Monday, December 20, 2010

Gwyneth In Love


La primera vez que me enamoré de Gwyneth Paltrow fue cuando la oí hablando un enternecedor castellano.
Sucedía en un programa de entrevistas de este país a mediados de los noventa.
La nueva chica de Hollywood confesaba que, a los quince años, fue estudiante de intercambio en la localidad toledana de Talavera de la Reina.


Con ese piquito y esos ojos caídos que miran con ternura e inteligencia, Gwyneth se me revelaba como la mejor guiri del mundo, a la que invitar a casa y enseñar todo sobre el verbo "to be" y su doble y muy poética traducción al castellano.

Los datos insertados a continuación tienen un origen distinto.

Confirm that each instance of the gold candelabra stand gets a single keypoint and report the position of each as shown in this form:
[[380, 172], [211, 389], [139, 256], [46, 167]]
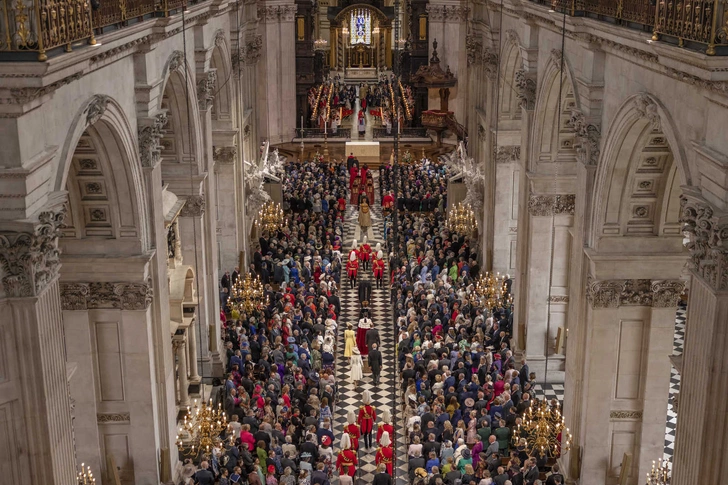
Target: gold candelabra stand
[[85, 477], [270, 217], [248, 293], [660, 474], [544, 429], [460, 219], [202, 427], [491, 290]]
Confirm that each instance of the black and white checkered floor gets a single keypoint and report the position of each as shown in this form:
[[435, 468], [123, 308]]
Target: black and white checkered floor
[[383, 395]]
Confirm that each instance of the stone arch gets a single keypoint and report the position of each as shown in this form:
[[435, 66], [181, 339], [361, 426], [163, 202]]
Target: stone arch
[[183, 132], [553, 139], [101, 171], [639, 178]]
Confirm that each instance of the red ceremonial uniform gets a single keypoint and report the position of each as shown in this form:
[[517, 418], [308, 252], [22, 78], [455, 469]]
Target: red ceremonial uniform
[[353, 431], [378, 267], [384, 455], [367, 415], [347, 458], [382, 428]]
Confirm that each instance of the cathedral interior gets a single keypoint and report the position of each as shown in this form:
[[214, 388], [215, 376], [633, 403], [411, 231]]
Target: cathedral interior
[[522, 203]]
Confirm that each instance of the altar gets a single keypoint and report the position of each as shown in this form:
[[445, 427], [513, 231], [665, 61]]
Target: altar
[[364, 151]]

Por entonces, Gwyneth empujaba con fuerza las puertas del cine, salía con Brad Pitt y era pieza clave de "Seven" ("¡¡¿Qué hay en esa caja?!!").

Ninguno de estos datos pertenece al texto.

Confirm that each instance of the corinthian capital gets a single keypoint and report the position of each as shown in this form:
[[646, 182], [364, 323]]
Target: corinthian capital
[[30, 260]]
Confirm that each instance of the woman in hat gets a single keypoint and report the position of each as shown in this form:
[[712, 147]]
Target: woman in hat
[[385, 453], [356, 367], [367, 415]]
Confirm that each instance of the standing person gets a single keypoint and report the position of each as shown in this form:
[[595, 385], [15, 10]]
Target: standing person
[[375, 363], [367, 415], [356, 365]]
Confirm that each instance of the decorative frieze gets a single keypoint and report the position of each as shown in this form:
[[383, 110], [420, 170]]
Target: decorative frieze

Dicen que Brad la dejó por inmadura y que, a partir de ahí, Gwyneth navegó entre el descontrol de su vida personal y los rapidísimos laureles que le concedió el cine.
Pronto era protagonista, y así se esculpió así misma, deslumbrante, como la súper rubiaza que siempre ha sido.

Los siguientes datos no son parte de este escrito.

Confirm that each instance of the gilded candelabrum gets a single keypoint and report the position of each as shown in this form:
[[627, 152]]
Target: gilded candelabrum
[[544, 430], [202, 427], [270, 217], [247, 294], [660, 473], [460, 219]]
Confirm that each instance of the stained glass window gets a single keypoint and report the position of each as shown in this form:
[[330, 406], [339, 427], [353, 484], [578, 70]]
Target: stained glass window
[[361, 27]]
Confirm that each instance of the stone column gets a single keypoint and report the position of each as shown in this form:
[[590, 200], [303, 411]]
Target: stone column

Como Viola de Lesseps en "Shakespeare In Love", entregó lo mejor de sí misma, con un buen cóctel de talento y encanto.
Le dieron el Oscar y ella no tuvo complejos en emocionarse.


Ganar la estatuilla tan pronto no fue bueno para la Paltrow, que se perdió en películas poco interesantes y en su aburridísimo romance on/off con Ben Affleck.


A Ben y a Gwyneth les gustaba mucho empinar el codo, discutir y reconciliarse. Sus respectivas rehabilitaciones conllevaron finalmente la separación.


Las caras se suceden al ritmo de las modas, y Gwyneth ha sido una de sus víctimas durante largo tiempo.


Pero siempre ha otorgado brillo, especialmente cuando ha sacado partido de ese físico escuálido y esa cara un tanto gótica, en películas tan inclasificables como "Los Tennembaums" o "Running with Scissors", donde su piquito ha sido más grande que nunca.


La clase la ha heredado de su madre, Blythe Danner, que ha guiado y tutelado sus pasos.
La propia Danner aprovechaba el viento favorable y se daba una segunda oportunidad como actriz.


En 2003, la Paltrow sentaba la cabeza y lo hacía con Chris Martin, el vocalista de Coldplay. Juntos llevan siete años de matrimonio, con dos hijos como feliz saldo.


Gwyneth también es la más ideal para vestir los más variopintos trapos.
Desde el corsé isabelino de "Shakespeare In Love" hasta los majestuosos Donna Karan de "Grandes Esperanzas", la Paltrow luce como ninguna, mientras se dice exclusiva para anunciar aromas de Estée Lauder.


Nunca ha dejado de trabajar, y participar en la saga de "Iron Man" la ha mantenido en la retina del gran público.


Pero nuestro romance estaba destinado a repetirse.
Y, cuando ya no pensábamos en ella, aparece en "Glee" y le roba el corazón a toda la audiencia.


Ha habido muchas guest stars en "Glee". Ninguna ha sido tan star como la Paltrow.
Interpretando a la delirante profesora sustituta Holly Holliday, Gwyneth ha entrado en el Instituto McKinley cual huracán.
La ovación ha sido general.


Quiere que su última película, "Country Strong", la acerque de nuevo al Oscar, mientras oye intrigada cómo todos vuelven a hablar de ella.


Ha asegurado que regresará a "Glee" y, el otro día, se dejaba ver en un estreno con una renovada cara que, sin duda, ha conocido cierta inyección botulímica.


Ella sonríe y seduce. Siempre ha sido lo suyo.